「神はサイコロを振らない。」>アルベルト・アインシュタイン(20世紀の理論物理学者)


古今東西、“運命”という言葉は、使い勝手がいいみたいで、日頃から至る所で見聞きしますが、自分にとっては、もしかすると金銭の話以上にイラッとくるキーワードかも知れません。
物事を考察する手間から逃げて、運命の一言で片付けようとする短絡さ加減に嫌気を覚えるのでしょう。
また、夢見がちで甘ったるい能天気な匂いが鼻につくようなイメージも受けます。
他愛のない占いの類いにさえイラッとするのですから(苦笑)、自分は運命論者は好きになれません。

人は、未だ見ぬ先行きの展望が開けるような予感に期待を抱いたり、予想にあたって不安材料を列べては絶望視したりもしますが、あくまでも今の出来事として目の当たりにしない限り、未来の実態などは掴めるはずもないし、運命という未来形などは端からあり得ないのです。

あり得るものは結果だけ。

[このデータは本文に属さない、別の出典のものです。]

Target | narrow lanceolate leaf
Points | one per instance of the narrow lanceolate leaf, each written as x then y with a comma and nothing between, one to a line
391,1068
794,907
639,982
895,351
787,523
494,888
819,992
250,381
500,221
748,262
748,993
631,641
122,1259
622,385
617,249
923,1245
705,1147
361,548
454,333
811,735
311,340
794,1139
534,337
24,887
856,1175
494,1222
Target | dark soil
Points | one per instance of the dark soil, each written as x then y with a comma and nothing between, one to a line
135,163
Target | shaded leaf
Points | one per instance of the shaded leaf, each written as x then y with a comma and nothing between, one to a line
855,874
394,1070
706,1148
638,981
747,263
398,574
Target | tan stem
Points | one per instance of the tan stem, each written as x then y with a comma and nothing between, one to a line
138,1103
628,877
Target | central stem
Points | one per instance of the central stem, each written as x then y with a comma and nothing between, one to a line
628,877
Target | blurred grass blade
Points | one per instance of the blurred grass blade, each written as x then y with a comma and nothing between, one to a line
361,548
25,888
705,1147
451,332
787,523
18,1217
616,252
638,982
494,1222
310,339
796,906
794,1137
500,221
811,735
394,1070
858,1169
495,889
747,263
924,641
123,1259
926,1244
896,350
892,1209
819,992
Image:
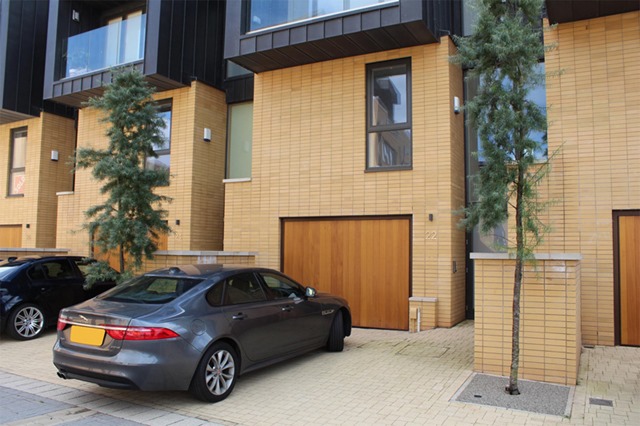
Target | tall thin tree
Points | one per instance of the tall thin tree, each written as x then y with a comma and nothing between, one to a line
131,217
503,53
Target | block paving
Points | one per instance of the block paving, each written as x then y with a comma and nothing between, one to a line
382,377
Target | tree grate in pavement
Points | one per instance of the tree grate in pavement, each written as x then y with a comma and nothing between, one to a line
600,401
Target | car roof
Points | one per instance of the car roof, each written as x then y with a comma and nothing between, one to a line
205,270
30,259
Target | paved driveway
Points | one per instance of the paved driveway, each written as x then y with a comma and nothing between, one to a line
382,377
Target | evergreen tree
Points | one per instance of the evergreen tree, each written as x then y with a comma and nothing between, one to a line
503,53
131,218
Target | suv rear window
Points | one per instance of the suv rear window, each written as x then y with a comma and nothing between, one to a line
7,270
150,289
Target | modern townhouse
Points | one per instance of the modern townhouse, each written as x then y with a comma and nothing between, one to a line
334,149
36,136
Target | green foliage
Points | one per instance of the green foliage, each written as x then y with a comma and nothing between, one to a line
97,272
503,53
131,217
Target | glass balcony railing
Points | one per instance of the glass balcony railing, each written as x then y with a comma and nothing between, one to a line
115,44
269,13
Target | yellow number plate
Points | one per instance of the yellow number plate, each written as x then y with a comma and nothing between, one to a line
87,335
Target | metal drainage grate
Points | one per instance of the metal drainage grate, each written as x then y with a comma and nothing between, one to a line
599,401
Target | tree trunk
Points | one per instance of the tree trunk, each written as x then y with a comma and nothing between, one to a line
121,258
512,389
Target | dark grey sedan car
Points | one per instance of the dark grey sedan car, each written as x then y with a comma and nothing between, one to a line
195,328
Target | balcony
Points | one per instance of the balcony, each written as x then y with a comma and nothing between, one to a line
106,47
264,35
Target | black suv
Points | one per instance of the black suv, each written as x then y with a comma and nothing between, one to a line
34,289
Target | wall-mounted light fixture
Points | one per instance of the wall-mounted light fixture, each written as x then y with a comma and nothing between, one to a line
456,105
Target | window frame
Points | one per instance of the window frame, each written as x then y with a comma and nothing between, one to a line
371,69
164,105
13,169
230,135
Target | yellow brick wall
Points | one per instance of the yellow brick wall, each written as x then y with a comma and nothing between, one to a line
550,339
309,161
44,177
197,171
594,116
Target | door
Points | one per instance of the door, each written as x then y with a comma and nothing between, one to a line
365,260
629,278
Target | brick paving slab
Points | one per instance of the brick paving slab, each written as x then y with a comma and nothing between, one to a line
382,377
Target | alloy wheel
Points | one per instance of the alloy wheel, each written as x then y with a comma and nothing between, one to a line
220,372
28,322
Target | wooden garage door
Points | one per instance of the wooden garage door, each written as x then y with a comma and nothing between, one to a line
364,260
10,236
629,252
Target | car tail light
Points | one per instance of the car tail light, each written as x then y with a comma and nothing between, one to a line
139,333
62,322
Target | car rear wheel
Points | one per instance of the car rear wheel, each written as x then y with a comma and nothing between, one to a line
26,322
216,374
336,335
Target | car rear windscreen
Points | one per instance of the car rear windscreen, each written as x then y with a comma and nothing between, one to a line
150,289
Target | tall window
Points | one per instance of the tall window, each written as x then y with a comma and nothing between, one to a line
240,135
475,160
18,160
389,115
163,161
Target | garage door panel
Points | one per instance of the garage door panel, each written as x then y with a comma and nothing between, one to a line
630,279
364,260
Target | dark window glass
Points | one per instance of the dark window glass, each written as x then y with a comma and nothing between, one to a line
163,151
214,296
389,115
150,289
18,160
281,288
243,288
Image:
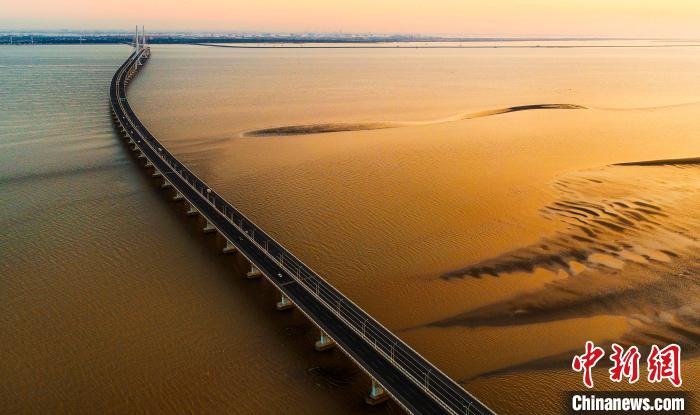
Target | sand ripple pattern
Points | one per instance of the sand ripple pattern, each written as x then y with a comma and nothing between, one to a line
628,247
306,129
609,219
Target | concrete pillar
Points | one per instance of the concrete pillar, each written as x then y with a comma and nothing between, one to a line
254,272
192,211
284,303
377,394
229,248
208,228
324,342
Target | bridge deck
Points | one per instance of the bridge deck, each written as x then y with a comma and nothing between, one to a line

人は、既に済んでしまった事に、後から意味付けしたり、理由を考察して、それを運命と呼んでいるだけなのです。

また、過ぎ去った出来事にしても、実体のない残像なのですから、運命というものは何処にも存在感のない、いい加減なものだと言えるでしょう。

自分が、運命という言葉に懐疑的になってしまうのは、そういう言葉の罠が潜んでいるからなんですね。

 
人の夢や不安に響きやすい、運命という言葉の催眠術に翻弄されたり、そういう人の心理を刺激して、操り陥れようとするペテン師の顔触れも諸処(そこかしこ)に見ながら、時は流れ、今は巡って来ます。